Así, sin tener tiempo de pensarlo, me encontré enrolado para vivir en el cielo…
— ¿Debilidad? ¿Se le pone la piel azul? ¿Vértigo? ¿Náuseas? — me interrogaba el doctor—. ¿No tuvo vómitos?
— No, tan sólo tuve fuertes náuseas cuando corríamos detrás del automóvil.
El doctor se quedó pensativo cosa de un minuto y dijo:
— Usted sufre de la enfermedad en ligero grado.
— ¿O sea, puedo volar, doctor?
— Sí. Creo que puede. En el cohete, claro, hay tan sólo una décima parte de la presión atmosférica normal; en compensación, usted respirará oxígeno puro, sin mezclas de cuatro quintos de nitrógeno, como en la atmósfera terrestre. Esto es completamente suficiente para la respiración. Y en la Estrella Ketz hay cámaras interiores con presión normal. La Estrella se halla sólo a una altura de mil kilómetros.
— ¿Cuántos días durará el vuelo? — pregunté.
El doctor me miró de soslayo burlonamente.
— Veo, que usted entiende muy poco de viajes interplanetarios. Pues sí, querido amigo, el cohete tarda hasta la Estrella unos ocho o diez minutos… Pero como hay que trasladar a personas no avezadas, el vuelo se prolonga un poco más. Para aprovechar la fuerza centrífuga, el cohete vuela con un ángulo de veinticinco grados con respecto al horizonte y en dirección a la rotación de la Tierra.
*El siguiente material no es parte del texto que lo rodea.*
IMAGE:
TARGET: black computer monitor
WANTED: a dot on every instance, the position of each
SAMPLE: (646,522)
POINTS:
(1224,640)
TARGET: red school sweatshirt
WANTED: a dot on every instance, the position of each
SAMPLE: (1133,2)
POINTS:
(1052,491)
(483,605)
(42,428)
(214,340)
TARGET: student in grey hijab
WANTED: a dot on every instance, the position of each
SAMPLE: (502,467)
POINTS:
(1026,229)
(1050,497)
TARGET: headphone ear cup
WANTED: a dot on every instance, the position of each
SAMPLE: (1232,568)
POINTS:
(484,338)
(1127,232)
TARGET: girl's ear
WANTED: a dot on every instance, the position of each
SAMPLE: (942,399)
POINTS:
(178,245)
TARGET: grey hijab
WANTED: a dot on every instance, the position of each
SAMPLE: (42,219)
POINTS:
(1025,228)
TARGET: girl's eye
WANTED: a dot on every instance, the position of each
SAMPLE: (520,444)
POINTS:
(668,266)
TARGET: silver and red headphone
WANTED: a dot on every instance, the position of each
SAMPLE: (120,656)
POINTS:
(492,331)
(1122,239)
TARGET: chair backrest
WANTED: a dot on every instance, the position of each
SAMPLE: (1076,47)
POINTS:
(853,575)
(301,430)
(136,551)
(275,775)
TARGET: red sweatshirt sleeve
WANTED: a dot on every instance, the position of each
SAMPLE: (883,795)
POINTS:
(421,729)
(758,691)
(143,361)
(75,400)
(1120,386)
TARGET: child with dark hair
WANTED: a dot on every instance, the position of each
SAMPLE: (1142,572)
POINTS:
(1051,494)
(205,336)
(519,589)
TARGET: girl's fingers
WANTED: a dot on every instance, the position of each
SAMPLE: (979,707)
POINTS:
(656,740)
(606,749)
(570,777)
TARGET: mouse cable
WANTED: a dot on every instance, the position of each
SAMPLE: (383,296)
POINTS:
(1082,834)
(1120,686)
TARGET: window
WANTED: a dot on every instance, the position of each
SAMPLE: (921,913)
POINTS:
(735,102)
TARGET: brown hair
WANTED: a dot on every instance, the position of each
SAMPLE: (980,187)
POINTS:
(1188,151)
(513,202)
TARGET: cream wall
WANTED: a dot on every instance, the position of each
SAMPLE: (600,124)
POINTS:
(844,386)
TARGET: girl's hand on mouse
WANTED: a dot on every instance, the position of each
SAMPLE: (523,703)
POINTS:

Los primeros diez segundos la velocidad aumenta hasta quinientos metros por segundo y tan sólo durante el tiempo de vuelo a través de la atmósfera disminuye algo la velocidad, para que luego, cuando la atmósfera empieza a enrarecerse, aumente de nuevo.
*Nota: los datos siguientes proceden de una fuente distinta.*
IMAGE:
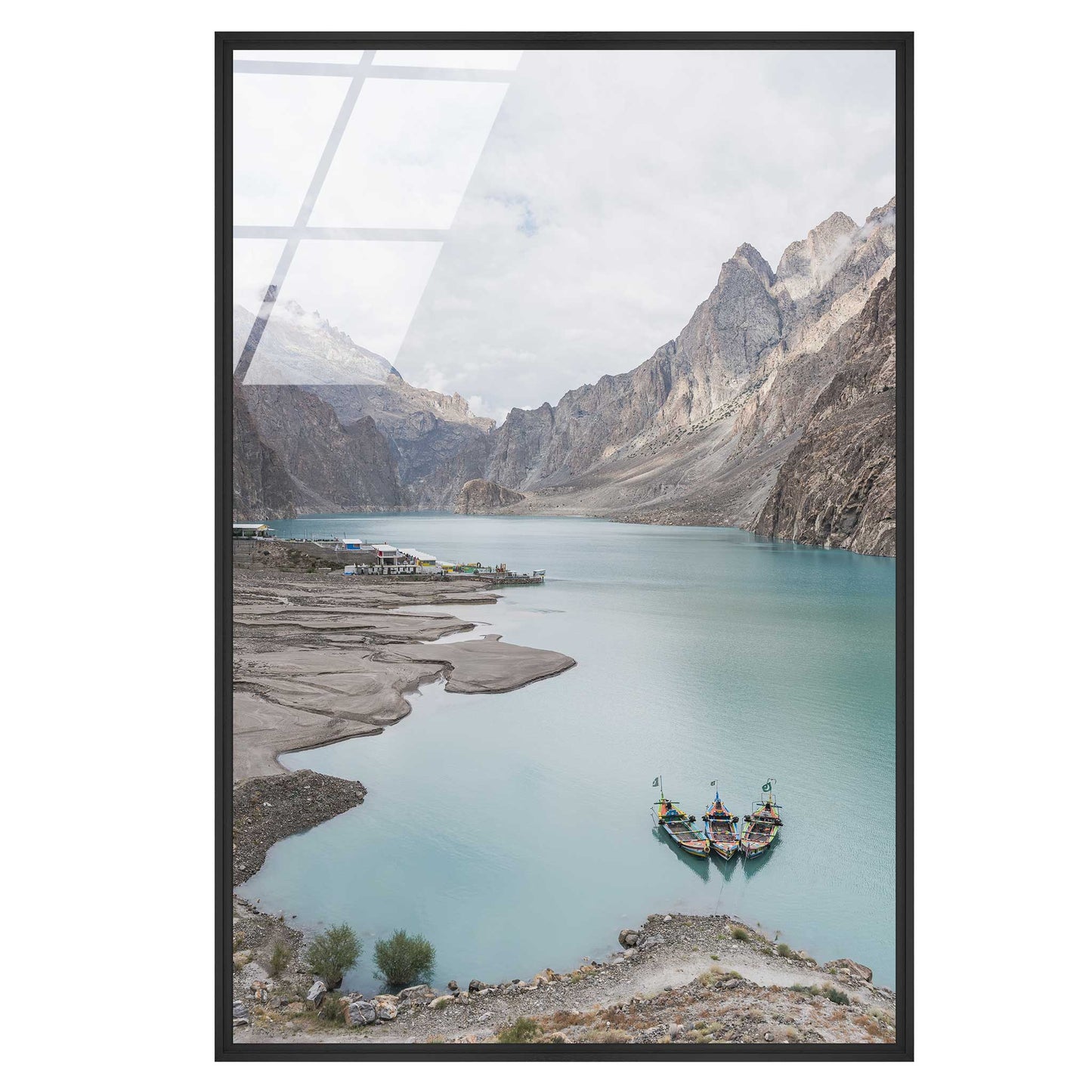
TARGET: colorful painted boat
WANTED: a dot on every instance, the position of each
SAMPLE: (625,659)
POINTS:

— ¿Por qué la velocidad disminuye durante el vuelo a través de la atmósfera? ¿Frenando?
— El frenado puede ser superado, pero es que durante el vuelo en la atmósfera a grandes velocidades, la fricción del cohete con ella hace que la envoltura exterior se caliente en extremo y también que aumente la sobrecarga. Y sentir que nuestro cuerpo aumenta de peso en diez veces, no es muy agradable que digamos.
— ¿Y no nos quemaremos con la fricción de la envoltura exterior con la atmósfera? — pregunté receloso.
— No, aunque puede ser que suba un poco. Pues la envoltura del cohete la forman tres capas. La interior es de metal duro, con ventanillas de cuarzo recubiertas de cristal ordinario, y con puertas que cierran herméticamente. La segunda es refractaria, de material que casi no transmite el calor. Y la tercera, exterior, a pesar de ser relativamente delgada, es de metal extraordinariamente refractario. Si la envoltura exterior llega a calentarse hasta el rojo, la intermedia retiene el calor y no lo deja penetrar al interior del cohete; además la refrigeración es inmejorable. Un gas refrigerante circula sin interrupción entre las envolturas, filtrándose a través de un material poroso y refractario que separa las envolturas entre sí.
— Usted, doctor, es un verdadero ingeniero — dije yo.
— Qué le vamos a hacer. Es más fácil adaptar el cohete al organismo humano, que el organismo a condiciones anormales. Por esto los técnicos no tienen más remedio que trabajar en contacto con nosotros. Si hubiera visto los primeros experimentos. ¡Cuántos fracasos! ¡Víctimas!
— ¿Y hubo víctimas humanas?
— Sí, también humanas.
Sentí un hormigueo en la espalda. Pero era ya tarde para retroceder.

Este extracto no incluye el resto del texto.